Old RTX 2080 Ti FE Meets Replacement RTX 2080 Ti FE

Discussion in '[H]ard|OCP Front Page News' started by Kyle_Bennett, Nov 20, 2018.

  1. Kyle_Bennett

    Kyle_Bennett El Chingón Staff Member

    Messages:
    54,829
    Joined:
    May 18, 1997
    After our first RTX 2080 Ti Founders Edition went into Space Invaders mode, after a bit of testing, we put in with NVIDIA for an RMA since we did purchase the card. We got our replacement card in on Monday. Our "new" RTX 2080 Ti FE card has been equipped with Samsung GDDR6 instead of Micron. Luckily, we bought two 2080 Ti FE cards, and still have one here with Micron VRAM to test side by side with the new Samsung VRAM card.

    GPUz Side by Side.


    This VRAM change has of course been reported elsewhere, but we assuredly can confirm this firsthand finally. The $64K question is of course, does this point to the issue with all the failing 2080 Ti FE cards being VRAM associated. Space Invaders points to yes quite possibly, as it looks to very much be a VRAM failure, but according to NVIDIA this is just a "Test Escape." We are still digging.

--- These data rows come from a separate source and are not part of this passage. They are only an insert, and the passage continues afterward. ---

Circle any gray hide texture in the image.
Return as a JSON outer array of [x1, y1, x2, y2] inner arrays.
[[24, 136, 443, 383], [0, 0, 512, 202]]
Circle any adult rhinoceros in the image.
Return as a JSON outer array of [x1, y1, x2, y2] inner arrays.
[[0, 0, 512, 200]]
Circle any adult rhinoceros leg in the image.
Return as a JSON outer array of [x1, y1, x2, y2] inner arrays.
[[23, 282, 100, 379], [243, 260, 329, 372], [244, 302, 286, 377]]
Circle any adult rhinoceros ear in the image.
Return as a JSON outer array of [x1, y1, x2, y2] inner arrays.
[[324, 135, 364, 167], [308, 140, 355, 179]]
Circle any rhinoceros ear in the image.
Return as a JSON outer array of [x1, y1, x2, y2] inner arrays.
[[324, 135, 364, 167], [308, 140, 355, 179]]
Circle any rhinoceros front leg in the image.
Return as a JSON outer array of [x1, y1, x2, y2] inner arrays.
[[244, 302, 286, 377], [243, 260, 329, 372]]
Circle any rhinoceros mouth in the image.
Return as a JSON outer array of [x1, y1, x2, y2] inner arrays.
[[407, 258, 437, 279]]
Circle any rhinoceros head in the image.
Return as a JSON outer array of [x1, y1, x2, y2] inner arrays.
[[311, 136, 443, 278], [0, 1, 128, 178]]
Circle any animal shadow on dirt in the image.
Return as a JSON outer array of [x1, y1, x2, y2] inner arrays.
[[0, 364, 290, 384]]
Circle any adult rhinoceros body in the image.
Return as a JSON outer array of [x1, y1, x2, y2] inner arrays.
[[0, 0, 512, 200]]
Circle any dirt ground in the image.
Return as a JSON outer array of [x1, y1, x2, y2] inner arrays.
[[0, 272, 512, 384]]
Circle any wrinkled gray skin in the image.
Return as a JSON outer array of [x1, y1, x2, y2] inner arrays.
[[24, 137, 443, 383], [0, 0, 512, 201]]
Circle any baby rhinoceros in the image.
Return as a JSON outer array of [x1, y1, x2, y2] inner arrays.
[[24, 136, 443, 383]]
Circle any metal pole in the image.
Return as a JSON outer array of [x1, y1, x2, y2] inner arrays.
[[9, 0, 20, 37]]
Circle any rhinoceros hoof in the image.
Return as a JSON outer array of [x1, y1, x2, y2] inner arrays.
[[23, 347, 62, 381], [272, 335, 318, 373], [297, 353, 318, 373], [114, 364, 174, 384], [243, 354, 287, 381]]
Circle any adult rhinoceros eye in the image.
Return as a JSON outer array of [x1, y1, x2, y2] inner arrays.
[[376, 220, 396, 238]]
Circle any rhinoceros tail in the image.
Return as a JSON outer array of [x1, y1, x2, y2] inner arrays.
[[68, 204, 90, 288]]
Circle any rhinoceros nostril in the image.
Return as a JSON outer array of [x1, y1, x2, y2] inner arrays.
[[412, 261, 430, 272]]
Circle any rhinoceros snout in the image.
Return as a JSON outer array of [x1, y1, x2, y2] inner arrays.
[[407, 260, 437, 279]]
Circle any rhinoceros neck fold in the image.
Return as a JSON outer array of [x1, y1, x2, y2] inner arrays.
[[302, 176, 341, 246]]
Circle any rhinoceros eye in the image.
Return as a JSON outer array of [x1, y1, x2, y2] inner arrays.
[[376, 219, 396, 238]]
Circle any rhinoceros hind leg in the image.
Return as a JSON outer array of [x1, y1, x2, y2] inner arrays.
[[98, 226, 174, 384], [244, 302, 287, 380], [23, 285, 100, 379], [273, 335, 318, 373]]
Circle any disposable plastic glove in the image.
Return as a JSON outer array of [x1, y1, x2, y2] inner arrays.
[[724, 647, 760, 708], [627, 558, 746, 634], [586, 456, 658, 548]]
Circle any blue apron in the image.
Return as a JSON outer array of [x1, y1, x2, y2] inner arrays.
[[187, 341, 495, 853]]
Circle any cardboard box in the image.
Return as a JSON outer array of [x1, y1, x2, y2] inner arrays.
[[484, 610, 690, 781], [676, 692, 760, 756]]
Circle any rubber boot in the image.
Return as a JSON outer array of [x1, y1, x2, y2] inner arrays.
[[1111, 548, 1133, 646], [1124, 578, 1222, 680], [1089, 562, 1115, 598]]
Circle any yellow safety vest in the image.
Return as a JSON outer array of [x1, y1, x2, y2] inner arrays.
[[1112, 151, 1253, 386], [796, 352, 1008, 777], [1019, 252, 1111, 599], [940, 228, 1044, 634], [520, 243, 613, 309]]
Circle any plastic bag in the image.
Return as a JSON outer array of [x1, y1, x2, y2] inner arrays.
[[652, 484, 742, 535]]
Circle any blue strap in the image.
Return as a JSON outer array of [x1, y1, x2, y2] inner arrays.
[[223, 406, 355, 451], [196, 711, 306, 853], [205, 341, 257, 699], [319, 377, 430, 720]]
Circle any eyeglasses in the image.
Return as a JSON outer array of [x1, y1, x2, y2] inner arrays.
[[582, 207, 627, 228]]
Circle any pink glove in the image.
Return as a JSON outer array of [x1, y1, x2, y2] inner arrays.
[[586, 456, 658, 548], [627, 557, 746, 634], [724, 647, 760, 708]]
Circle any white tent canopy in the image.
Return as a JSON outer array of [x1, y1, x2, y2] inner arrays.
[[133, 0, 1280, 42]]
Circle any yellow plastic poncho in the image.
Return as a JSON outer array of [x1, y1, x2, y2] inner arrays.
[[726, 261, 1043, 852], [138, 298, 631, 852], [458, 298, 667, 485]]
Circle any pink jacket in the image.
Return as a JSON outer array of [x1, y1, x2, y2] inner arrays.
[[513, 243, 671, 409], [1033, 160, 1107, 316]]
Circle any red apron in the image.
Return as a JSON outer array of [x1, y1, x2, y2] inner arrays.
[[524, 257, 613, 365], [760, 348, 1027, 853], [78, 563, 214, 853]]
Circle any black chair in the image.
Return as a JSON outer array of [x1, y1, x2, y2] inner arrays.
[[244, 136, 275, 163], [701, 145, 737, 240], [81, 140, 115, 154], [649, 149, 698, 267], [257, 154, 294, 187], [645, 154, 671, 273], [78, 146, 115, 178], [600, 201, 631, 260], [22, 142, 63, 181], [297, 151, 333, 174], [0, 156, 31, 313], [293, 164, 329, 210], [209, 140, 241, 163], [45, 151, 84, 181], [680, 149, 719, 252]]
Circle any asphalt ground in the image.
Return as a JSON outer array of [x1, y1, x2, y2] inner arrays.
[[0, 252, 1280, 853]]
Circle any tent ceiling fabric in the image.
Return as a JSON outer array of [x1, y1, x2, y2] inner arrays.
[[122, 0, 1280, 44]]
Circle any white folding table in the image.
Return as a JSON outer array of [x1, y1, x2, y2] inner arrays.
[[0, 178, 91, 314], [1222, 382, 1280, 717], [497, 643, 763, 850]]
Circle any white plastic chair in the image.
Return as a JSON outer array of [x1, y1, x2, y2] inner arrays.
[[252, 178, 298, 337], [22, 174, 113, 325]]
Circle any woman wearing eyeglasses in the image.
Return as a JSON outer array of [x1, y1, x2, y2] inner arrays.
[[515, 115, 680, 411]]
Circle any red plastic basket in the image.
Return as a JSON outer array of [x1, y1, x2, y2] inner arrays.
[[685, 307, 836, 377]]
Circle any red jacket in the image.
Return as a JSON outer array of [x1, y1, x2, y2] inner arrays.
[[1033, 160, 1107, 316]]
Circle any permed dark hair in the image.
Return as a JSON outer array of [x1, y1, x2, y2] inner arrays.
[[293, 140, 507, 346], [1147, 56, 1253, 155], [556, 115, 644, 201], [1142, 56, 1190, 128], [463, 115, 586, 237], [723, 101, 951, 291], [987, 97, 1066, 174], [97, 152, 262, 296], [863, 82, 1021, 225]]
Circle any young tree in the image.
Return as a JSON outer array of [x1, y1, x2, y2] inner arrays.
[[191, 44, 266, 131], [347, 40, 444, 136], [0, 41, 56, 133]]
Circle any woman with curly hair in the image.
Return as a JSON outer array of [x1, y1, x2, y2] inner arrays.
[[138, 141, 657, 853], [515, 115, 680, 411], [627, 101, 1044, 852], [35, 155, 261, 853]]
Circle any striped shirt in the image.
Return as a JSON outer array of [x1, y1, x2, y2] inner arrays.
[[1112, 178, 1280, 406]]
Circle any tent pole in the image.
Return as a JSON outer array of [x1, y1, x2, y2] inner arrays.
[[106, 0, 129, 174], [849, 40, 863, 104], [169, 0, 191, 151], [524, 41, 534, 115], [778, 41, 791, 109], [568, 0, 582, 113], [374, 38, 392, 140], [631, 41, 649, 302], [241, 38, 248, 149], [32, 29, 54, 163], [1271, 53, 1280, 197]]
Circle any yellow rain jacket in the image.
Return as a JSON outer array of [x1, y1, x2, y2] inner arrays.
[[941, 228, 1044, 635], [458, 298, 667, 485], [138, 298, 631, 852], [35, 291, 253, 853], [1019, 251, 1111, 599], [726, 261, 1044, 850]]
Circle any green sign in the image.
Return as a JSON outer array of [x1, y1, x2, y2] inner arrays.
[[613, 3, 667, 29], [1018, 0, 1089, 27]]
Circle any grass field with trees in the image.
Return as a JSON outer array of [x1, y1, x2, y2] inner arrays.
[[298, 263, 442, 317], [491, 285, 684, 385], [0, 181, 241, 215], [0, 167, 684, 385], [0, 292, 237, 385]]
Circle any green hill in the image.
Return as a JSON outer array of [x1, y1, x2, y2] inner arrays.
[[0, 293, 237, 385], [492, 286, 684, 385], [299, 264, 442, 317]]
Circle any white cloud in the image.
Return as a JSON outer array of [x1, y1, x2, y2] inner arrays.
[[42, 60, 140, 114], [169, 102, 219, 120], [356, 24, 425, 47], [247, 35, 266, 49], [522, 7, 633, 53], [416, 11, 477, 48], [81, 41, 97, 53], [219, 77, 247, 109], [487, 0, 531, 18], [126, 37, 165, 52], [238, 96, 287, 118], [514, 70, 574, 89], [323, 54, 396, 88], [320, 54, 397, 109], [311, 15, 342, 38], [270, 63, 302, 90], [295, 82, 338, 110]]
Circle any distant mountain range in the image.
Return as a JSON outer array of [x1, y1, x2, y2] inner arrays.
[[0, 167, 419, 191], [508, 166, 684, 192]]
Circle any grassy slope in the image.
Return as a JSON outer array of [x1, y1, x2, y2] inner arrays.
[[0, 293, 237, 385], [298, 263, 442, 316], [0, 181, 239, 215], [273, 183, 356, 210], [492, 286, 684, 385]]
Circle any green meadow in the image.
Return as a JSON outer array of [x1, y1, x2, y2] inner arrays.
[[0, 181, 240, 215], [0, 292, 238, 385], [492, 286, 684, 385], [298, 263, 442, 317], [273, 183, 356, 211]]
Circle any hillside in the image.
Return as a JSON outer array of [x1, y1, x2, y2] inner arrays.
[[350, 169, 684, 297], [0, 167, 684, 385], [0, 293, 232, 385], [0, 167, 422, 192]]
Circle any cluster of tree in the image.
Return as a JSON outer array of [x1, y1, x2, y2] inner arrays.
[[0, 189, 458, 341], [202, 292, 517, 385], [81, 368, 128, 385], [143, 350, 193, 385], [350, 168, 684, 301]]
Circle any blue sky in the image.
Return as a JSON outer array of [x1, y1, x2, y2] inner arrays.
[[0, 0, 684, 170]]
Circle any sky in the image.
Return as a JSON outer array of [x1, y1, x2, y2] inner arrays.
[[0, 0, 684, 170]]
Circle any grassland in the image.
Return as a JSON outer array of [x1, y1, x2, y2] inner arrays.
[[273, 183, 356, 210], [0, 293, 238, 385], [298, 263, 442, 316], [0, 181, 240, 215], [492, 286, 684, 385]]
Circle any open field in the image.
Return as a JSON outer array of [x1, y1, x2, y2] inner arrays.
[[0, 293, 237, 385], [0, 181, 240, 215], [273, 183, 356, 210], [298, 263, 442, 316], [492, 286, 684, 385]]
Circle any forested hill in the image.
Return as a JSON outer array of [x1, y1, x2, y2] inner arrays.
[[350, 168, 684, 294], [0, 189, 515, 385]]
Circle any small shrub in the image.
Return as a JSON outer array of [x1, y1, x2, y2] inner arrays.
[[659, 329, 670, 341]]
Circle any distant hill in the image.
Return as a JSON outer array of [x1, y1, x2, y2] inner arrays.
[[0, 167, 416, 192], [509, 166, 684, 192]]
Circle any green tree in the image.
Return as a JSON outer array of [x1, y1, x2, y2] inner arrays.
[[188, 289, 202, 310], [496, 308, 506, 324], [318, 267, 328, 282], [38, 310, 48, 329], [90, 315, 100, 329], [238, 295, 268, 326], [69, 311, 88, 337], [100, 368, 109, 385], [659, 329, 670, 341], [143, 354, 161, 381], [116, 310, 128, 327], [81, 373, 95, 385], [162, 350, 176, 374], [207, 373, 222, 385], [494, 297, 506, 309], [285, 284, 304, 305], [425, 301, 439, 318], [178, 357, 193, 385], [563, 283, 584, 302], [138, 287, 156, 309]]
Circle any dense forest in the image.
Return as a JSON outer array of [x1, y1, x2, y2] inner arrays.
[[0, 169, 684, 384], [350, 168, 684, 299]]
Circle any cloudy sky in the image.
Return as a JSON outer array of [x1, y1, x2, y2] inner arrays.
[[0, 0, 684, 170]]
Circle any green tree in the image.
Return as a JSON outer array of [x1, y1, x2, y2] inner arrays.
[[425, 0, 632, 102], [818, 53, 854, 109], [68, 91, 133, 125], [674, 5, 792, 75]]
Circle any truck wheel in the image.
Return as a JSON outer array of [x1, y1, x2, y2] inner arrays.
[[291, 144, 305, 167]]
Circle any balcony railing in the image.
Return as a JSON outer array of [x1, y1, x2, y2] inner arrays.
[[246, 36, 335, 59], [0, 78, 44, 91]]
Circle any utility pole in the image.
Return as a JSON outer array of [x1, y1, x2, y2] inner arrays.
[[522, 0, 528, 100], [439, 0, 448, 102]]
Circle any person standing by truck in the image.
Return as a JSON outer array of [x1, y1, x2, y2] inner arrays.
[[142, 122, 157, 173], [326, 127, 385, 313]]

    We are however sure that the Micron VRAM is running at a very toasty 86C under a very normal workload on an open test bench this evening.

    FLIR Micron Memory Temp.
     
    Last edited: Nov 20, 2018
    eclypse, Frobozz, Armenius and 5 others like this.
  2. Brian_B

    Brian_B [H]ard|Gawd

    Messages:
    1,820
    Joined:
    Mar 23, 2012
    It may be posted elsewhere, if it is I apologize I haven't seen it.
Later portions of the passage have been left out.